1. ランドスケープ・ベースド・アプローチとは何か

 「ランドスケープ・ベースド・アプローチ」は、言葉だけ聞くと難しそうですが、中身はかなり自治体実務に近い発想です。すなわち、「一定の地域や流域をひとつの“風景のまとまり(ランドスケープ)”として捉え、土地・空間計画をベースに、農林業、産業、暮らし、防災など多様な人間活動と自然環境をまとめて扱い、合意形成しながら解決策をつくる方法」です。「地域を一枚の絵として扱う方法」と呼ぶことができると思います。
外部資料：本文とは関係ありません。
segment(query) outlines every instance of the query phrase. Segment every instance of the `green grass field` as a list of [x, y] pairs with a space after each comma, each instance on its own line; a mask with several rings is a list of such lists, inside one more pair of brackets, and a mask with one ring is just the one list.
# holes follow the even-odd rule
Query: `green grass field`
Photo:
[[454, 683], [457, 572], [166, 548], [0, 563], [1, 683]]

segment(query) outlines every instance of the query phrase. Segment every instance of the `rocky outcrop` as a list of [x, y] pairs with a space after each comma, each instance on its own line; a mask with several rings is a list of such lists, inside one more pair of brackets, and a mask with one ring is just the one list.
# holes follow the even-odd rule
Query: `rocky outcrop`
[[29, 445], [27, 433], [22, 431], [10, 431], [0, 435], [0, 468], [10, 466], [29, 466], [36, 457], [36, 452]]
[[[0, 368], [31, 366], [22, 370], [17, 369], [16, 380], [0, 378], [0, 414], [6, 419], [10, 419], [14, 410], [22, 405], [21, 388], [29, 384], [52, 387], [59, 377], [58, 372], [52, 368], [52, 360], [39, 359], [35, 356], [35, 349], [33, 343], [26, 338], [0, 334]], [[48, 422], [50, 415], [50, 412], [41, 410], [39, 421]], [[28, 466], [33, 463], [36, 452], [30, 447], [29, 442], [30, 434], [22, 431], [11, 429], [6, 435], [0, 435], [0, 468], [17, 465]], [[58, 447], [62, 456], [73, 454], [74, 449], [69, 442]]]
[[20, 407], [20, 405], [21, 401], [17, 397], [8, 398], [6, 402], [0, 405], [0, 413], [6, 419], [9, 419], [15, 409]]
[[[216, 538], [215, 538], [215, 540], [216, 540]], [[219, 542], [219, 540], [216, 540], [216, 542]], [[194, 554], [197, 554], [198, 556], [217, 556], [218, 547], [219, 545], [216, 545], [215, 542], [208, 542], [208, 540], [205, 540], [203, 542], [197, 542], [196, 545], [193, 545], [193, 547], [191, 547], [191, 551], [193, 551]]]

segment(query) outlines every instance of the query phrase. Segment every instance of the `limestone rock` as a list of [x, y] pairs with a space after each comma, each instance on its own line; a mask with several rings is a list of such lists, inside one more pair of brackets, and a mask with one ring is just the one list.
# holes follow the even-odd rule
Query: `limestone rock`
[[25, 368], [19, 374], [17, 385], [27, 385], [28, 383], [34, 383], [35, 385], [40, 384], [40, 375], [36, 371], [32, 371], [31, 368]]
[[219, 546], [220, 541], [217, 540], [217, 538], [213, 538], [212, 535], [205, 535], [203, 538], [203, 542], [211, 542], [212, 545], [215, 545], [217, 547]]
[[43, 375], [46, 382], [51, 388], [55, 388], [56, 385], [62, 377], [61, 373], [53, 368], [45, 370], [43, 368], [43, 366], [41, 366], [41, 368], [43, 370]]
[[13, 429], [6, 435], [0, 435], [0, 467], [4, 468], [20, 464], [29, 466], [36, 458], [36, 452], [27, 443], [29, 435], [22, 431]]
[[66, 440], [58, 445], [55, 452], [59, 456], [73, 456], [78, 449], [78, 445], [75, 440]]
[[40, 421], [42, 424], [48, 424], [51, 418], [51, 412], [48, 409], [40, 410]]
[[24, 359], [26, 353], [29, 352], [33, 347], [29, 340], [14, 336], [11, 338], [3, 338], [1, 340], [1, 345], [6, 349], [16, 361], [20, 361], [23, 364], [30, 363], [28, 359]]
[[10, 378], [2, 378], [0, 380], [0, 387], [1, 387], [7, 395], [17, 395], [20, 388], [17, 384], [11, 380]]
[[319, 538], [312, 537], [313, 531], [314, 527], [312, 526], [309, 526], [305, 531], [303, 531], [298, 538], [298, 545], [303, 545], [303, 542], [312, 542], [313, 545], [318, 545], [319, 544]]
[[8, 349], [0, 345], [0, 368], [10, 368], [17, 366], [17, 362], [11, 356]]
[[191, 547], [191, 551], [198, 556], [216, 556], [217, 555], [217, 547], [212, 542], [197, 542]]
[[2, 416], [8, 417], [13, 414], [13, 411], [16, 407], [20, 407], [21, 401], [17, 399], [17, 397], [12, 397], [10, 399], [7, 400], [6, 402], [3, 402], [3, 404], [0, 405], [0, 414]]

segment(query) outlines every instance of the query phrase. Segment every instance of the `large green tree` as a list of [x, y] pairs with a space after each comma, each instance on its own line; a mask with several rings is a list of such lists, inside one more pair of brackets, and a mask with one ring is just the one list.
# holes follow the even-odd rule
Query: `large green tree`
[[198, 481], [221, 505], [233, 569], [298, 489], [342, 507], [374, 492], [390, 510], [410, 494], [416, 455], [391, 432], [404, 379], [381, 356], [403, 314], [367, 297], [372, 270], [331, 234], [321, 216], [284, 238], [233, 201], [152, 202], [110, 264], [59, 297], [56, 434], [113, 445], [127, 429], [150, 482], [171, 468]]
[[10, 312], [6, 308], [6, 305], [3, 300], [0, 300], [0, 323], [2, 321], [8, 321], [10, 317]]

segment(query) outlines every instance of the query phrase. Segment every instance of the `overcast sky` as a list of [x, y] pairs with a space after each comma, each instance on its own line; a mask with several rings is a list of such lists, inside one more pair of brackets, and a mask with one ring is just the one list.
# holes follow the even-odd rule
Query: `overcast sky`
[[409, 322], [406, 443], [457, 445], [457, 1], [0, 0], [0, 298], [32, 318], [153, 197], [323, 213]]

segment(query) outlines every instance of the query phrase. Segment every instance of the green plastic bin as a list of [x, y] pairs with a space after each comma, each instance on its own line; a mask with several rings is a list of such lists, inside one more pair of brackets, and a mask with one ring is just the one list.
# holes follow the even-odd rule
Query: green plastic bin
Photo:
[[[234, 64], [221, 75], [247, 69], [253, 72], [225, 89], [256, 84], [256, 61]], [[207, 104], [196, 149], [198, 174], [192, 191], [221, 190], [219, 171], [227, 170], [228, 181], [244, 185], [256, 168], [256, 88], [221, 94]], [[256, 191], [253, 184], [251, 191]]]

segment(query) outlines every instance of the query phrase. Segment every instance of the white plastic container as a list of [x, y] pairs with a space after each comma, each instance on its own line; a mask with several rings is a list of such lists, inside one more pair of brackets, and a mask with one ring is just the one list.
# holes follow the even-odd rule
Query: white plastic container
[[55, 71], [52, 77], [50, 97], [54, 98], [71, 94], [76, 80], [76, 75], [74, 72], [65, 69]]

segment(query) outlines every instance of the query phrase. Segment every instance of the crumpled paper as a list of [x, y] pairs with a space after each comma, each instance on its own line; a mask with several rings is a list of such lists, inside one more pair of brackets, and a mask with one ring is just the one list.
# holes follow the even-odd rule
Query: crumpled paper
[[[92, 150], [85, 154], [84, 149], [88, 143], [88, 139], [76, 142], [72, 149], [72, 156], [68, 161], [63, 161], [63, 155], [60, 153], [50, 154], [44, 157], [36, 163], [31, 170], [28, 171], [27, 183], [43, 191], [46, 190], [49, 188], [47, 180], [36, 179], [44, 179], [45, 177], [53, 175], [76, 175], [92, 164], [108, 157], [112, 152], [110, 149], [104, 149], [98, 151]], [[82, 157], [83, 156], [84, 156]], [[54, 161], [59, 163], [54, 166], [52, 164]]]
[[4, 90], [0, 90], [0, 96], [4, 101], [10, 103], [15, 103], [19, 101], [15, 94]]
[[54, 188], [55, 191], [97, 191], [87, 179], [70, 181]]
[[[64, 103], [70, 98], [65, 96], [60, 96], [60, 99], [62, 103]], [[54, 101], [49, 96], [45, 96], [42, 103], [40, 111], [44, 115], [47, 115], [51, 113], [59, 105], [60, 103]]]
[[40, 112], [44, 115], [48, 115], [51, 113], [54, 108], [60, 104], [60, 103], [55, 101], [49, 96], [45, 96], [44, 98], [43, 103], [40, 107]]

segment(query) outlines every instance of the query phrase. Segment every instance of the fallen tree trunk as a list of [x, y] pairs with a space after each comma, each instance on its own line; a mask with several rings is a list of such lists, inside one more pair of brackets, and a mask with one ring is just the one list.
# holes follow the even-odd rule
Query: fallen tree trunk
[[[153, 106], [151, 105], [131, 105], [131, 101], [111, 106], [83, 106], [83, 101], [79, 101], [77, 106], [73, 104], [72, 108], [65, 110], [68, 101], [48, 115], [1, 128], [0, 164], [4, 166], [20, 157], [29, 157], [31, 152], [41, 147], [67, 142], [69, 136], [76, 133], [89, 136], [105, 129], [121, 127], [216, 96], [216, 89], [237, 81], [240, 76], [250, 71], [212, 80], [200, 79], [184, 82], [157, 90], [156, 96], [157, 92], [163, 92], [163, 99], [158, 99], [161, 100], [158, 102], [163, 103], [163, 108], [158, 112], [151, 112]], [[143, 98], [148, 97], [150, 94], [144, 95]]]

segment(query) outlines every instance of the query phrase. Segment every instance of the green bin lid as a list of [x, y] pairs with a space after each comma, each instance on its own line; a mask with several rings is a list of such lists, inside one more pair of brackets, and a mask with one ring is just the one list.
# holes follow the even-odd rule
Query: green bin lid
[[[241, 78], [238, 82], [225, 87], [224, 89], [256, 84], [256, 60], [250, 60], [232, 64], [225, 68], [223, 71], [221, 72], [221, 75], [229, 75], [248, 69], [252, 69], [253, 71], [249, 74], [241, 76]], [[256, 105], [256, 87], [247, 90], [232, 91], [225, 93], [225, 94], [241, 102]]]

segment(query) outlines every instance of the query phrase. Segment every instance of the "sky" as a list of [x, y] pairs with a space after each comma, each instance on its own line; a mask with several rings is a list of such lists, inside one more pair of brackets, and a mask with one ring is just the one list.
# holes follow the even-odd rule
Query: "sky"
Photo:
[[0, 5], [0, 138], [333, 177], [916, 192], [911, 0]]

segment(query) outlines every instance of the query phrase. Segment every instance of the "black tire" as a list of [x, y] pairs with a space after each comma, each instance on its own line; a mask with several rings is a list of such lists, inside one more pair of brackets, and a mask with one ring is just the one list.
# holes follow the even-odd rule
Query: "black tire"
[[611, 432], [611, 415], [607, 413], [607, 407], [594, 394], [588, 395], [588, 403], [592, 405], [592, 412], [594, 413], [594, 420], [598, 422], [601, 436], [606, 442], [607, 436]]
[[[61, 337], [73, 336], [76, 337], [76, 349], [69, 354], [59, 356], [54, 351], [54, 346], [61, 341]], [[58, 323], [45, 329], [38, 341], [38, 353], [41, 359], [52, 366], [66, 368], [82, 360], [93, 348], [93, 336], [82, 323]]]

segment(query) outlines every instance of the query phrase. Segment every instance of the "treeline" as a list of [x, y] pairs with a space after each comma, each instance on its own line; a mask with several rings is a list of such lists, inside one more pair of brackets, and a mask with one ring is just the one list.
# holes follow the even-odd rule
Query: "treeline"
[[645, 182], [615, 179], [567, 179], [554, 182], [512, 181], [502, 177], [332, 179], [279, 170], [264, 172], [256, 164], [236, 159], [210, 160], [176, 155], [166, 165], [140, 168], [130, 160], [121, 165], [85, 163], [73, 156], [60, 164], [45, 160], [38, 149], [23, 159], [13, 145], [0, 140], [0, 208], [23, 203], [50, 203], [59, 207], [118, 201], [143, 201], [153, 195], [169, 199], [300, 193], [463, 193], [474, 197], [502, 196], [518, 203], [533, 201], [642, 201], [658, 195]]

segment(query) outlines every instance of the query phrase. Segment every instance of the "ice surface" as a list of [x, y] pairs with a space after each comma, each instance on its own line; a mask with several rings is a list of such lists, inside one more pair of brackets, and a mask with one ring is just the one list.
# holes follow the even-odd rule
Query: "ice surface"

  • 川の上流・中流・下流を別々の事業で扱うのではなく、一枚の流域図としてとらえる

  • 森林・農地・市街地・海辺を、縦割りの所管ではなく、一枚の景観として扱う

  • 自治体、企業、金融機関、住民、研究者など、バラバラに動いている主体を「ひとつの絵の中の登場人物」として整理する

 これがランドスケープ・ベースド・アプローチのイメージです。

2. 「予算がない自治体こそ、やる意味がある」という視点転換

  • 「グリーンインフラの重要性はわかるが、新しい予算は取れない」

  • 「維持管理費だけで精一杯で、これ以上仕事を増やせない」

  • 「庁内の縦割りが強くて、全体を見通した計画が立てにくい」

 この悩みは、むしろランドスケープ・ベースド・アプローチと相性が良さそうです。

1つめは、「新しい箱物を増やす話ではない」からです。ランドスケープの視点は、新しい施設をどんどん建てる発想ではなく、既存の道路や公園、農地、河川空間、すでにある商店街や団地、学校、企業社屋といった「今ある資産」をつなぎ直し、組み替える発想です。たとえば、横浜市鶴見川流域では、日産スタジアム周辺を巨大な多目的遊水地として位置付けることで、洪水時には約94万立方メートルの河川水を一時貯留し、平常時はスポーツと憩いの場として活用しています。これは、新たなコンクリートだけを積み増すのではなく、「既存のスタジアムと周辺空間の用途を組み替えたグリーンインフラ」と言えます。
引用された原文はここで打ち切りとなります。